Truth is most people with biometric parents are fucked up somehow.

One girl I used to bang in HS was definately damaged goods.
 
In Quebec, adopting asian girl was almost a tend in the 80s.

Know personally a few ones,
Not aware of any mental issues.

But it's still a small sample.
There are a couple people I know who seemed fine. One is a white guy who was adopted by white parents. He knew he was adopted and seemed cool. I didn't know him that well though.

Another is an Asian girl adopted by white parents. It was just a one night stand at a bar so I didn't get to know her very well. I didn't see her again after we parted ways.
 
It makes sense. Many people that give babies up for adoption may be suffering from mental illness, drug addiction, trauma themselves. I know it's a big problem with Russian babies.
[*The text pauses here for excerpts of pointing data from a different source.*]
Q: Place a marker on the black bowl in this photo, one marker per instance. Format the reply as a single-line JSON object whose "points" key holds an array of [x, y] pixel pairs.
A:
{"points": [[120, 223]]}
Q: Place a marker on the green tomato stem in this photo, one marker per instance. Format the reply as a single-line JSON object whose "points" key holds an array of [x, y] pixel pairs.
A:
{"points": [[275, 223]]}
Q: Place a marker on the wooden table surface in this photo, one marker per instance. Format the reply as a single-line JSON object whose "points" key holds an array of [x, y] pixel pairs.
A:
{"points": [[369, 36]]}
They get adopted and develop huge emotional issues and violent outbursts because their mothers were addicts of specific drugs known to cause harm to offspring. I knew a family that adopted 3 kids from Russia and their lives were turned upside down. Really violent emotionally disturbed kids. My sis in law works in a school district with a high rate of Ukraine and Russian kids that were adopted, same thing.
 
From the ones I met, 2 out of 3 were delinquents.
 
From what I understand is they would've turned out the were they are regardless if they lived in some normal family with everything that money could buy or with deadbeat parents in Calcutta.

Personality is largely nature over nurture.
 
From what I understand is they would've turned out the were they are regardless if they lived in some normal family with everything that money could buy or with deadbeat parents in Calcutta.

Personality is largely nature over nurture.
Also could be true. I would wager the racial/national identity issue a lot of adoptees seem to have would probably be absent if they weren't adopted though.